The very end of the faces of Chigga, the blond girl, the short haired girl, Esau, the African American girl (who had her baby and was smiling in the midst of all out war and killing and destruction along with the short haired girl and Rosie), Hank, and Rosie superimposed over the land is an odd one. Then, we see Tarzan on a horse and it just ends. While we hear that song again.

 

This was the weirdest episode yet and there are quite a few contenders for that title.

 

It’s possible that the blond girl is named Millie played by Sabrina (no last name?). There is also Flo (the short haired girl) played by Jayne Massey and Kai Hernandez playing Juayva –the pregnant black woman. There are lots of uncredited actors appearing here including the Sergeant and the chubby driver for Whitehead.

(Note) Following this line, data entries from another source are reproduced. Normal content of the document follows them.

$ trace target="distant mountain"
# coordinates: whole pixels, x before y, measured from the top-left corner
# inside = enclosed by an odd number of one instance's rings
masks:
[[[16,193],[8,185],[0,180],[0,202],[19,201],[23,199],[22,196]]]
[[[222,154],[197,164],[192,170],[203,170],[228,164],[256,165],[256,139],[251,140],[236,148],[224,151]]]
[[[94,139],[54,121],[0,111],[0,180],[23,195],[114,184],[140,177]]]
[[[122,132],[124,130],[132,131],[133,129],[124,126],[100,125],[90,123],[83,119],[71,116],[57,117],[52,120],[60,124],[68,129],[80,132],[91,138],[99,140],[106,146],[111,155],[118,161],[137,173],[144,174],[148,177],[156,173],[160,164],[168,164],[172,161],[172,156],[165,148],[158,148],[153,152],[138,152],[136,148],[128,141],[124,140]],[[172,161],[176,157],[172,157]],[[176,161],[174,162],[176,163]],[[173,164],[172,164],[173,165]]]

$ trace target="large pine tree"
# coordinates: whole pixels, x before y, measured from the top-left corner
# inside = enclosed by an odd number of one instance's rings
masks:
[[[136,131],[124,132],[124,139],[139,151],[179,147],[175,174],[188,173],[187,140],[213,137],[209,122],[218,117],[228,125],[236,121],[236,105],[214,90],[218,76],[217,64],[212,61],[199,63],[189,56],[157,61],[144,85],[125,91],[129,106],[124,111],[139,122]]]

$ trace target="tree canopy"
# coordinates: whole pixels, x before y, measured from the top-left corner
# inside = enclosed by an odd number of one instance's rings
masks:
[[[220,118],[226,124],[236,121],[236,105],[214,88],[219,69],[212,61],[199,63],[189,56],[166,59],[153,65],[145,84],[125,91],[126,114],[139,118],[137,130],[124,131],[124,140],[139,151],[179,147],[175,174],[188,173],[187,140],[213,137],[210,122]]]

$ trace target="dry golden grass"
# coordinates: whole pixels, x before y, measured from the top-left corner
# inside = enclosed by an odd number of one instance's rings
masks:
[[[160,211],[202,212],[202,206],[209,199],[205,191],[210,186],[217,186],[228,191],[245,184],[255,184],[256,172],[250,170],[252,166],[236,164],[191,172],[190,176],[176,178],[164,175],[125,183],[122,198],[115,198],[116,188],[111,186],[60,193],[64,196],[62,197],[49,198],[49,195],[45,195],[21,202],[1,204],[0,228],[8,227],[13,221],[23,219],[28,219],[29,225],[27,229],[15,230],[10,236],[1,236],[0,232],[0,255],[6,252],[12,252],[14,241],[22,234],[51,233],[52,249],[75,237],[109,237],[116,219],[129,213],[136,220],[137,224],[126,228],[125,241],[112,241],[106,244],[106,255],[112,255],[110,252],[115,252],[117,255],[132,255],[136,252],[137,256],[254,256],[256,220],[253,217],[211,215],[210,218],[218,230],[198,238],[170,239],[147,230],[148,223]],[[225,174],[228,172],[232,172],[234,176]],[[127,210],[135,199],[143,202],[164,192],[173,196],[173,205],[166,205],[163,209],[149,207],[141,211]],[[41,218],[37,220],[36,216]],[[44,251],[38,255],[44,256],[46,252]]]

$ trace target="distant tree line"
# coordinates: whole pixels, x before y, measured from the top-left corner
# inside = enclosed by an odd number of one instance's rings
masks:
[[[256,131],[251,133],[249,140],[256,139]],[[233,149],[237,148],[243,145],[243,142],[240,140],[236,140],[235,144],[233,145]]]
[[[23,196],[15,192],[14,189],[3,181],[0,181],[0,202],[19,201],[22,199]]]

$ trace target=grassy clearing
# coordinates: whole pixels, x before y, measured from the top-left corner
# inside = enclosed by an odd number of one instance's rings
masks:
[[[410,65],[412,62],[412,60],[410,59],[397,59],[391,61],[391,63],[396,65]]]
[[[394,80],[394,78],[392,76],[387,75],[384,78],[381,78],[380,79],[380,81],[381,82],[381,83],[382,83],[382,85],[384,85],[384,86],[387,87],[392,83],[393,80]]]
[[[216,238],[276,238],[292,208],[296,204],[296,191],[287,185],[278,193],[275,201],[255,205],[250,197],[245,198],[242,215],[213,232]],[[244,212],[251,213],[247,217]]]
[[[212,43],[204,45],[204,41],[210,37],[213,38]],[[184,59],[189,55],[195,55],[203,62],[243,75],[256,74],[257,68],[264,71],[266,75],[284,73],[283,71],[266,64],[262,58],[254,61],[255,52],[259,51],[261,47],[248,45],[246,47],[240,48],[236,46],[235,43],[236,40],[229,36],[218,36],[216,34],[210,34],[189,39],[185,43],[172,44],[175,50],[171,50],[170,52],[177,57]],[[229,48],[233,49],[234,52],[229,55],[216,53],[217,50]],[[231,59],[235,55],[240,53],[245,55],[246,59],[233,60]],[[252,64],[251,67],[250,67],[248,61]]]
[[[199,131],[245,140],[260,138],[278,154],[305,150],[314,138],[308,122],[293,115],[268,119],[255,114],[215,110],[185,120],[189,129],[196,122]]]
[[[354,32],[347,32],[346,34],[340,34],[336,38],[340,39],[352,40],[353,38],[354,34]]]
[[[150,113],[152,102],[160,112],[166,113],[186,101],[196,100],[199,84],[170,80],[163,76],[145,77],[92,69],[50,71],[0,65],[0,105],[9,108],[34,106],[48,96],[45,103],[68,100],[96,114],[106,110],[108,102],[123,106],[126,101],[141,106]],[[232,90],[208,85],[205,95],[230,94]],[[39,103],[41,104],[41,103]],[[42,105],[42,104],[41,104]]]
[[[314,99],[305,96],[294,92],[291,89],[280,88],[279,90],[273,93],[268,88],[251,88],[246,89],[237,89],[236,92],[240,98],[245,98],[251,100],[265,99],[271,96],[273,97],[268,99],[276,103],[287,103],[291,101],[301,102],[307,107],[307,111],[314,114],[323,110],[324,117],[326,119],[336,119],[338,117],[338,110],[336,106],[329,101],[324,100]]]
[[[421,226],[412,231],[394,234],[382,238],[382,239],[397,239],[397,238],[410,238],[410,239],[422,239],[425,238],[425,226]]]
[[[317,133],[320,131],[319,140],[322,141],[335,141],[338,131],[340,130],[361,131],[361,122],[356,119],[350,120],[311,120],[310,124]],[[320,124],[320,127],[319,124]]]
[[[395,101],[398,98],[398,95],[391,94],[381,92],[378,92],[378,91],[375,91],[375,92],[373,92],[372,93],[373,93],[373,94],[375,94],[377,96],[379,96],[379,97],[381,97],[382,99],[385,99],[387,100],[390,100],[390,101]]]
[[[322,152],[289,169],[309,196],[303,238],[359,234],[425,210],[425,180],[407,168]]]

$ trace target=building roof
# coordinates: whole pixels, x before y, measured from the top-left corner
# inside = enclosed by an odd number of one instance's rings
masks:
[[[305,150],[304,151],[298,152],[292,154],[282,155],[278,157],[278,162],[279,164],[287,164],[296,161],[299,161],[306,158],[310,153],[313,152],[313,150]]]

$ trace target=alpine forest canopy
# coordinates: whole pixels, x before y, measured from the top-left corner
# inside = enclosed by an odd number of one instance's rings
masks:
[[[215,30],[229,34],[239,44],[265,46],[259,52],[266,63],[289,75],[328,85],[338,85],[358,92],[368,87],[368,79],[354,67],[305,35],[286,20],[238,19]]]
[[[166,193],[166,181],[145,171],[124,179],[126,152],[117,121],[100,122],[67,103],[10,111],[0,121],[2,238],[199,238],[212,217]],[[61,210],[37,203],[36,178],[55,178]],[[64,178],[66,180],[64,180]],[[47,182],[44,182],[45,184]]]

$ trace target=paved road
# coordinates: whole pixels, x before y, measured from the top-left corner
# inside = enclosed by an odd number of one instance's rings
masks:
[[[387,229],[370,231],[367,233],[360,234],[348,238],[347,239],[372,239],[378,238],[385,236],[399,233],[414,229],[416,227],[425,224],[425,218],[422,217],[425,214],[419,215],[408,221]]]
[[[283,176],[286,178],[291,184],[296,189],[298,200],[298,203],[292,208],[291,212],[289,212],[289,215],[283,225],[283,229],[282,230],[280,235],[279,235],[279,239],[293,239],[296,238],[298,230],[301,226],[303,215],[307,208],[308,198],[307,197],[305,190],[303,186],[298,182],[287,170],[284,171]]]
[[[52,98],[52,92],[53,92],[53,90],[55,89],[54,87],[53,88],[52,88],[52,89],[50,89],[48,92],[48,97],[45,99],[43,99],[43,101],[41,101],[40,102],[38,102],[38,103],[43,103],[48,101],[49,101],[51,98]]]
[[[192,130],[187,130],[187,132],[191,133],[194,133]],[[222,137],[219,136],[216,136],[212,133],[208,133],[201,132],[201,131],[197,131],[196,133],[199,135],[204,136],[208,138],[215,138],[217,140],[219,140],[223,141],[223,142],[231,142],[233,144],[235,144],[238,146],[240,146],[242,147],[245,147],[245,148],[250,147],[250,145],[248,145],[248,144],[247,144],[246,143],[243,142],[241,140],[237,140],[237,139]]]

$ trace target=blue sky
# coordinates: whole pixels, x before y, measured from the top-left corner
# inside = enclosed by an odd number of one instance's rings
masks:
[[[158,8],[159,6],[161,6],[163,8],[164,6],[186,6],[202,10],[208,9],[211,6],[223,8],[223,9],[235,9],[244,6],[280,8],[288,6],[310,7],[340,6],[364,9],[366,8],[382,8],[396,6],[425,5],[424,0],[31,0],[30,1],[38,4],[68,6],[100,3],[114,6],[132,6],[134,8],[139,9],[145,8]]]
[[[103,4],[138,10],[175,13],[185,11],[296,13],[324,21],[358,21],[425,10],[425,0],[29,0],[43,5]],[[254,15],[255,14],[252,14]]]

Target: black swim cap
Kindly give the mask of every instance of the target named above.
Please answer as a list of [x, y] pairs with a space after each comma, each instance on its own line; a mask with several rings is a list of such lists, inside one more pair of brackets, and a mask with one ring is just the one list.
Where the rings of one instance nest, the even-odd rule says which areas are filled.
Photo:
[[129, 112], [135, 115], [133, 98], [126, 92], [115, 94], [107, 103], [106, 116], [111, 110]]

You have to be Sherlock Holmes to track down the rest of the cast credited on IMDB but not in the episode.

 

For a while I was dreading this two parter almost as much as the Supremes episode but it wasn’t that bad. Certainly had a lot of slow parts and a lot of clichés with Tarzan being shot but just “greased” and him taming the wild horse (though we never saw that in this series) and Tarzan being knocked out in part 1 and being off somewhere else when Chigga is killed and Rosie makes mistake after mistake. WHY did Tarzan have to follow the wagon Whitehead was in…he ALREADY KNEW it was probably guns!?